With early voting already underway in much of the country, national polls show Biden leading Trump by a comfortable margin, though many battleground states remain competitive. The president is spending much of this week campaigning in states that should be comfortable territory for him, including Iowa and Georgia, which hasn’t voted for a Democrat for president since 1992.
The race has remained relatively stable for weeks, with Trump unable to gain significant ground on Biden through his efforts to refocus on a “law and order” message aimed at rallying white suburban voters or through his nomination of Judge Amy Coney Barrett to the Supreme Court seat that opened after the death of Justice Ruth Bader Ginsburg.
According to the poll, which was largely conducted before Barrett’s Senate hearings this week, Americans were divided over her confirmation.

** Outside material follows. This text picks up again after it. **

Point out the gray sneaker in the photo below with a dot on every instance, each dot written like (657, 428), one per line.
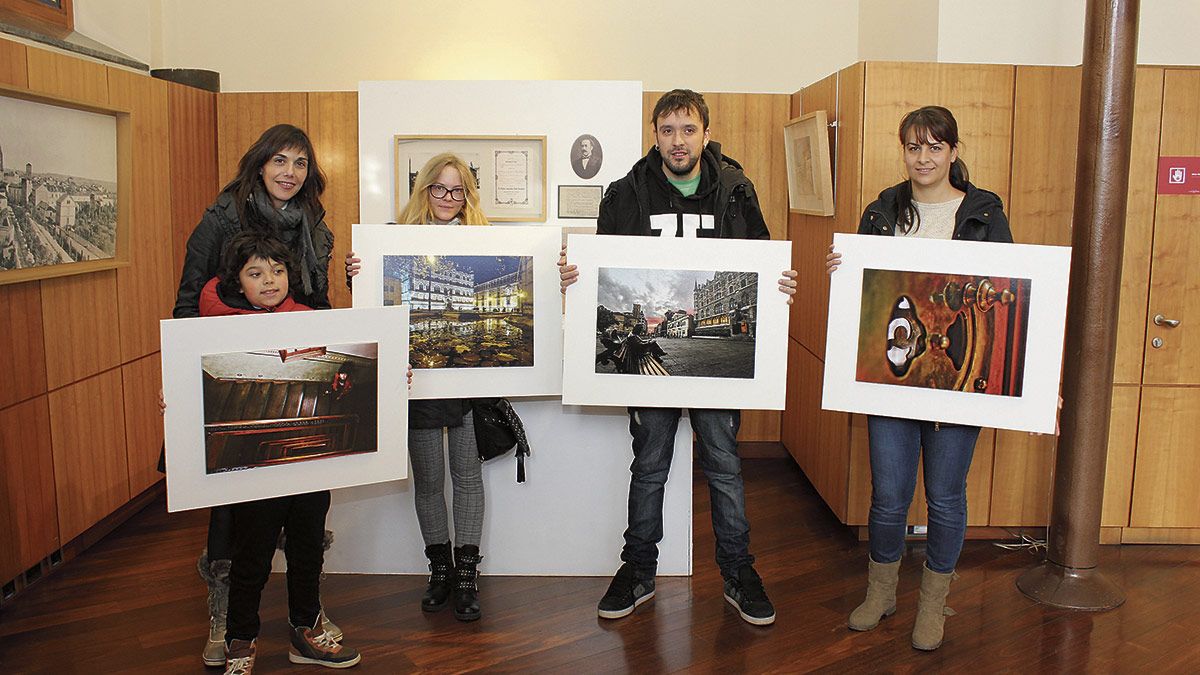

Thirty percent favored the confirmation, 35% opposed and 34% said they held neither opinion. Republicans were much more likely to support the confirmation than Democrats.
Trump heads into Election Day with a 39% overall approval rating from Americans, on par with his approval ratings over the course of his presidency. But there are other warning signs for him in the AP-NORC poll.
Seventy-four percent of Americans say the country is heading in the wrong direction, including half of Republicans.
And though the majority of Republicans, 83%, approve of Trump’s overall job performance, fewer, 70%, are supportive of his handling of the pandemic. Republicans also showed some skepticism of the White House’s handling of Trump’s diagnosis, with just half saying they trusted the information provided to the public “a great deal” or “quite a bit.”
The president continues to earn more praise for his handling of the economy: 49% of Americans approve, and 51% disapprove. With unemployment still high and the fate of many businesses uncertain due to the pandemic, 61% of Americans described the nation’s economy as poor.
But about two-thirds of Americans say their personal financial situation is good, which has remained consistent since before the pandemic.
The AP-NORC poll of 1,121 adults was conducted Oct. 8-12 using a sample drawn from NORC’s probability-based AmeriSpeak Panel, which is designed to be representative of the U.S. population. The margin of sampling error for all respondents is plus or minus 4 percentage points.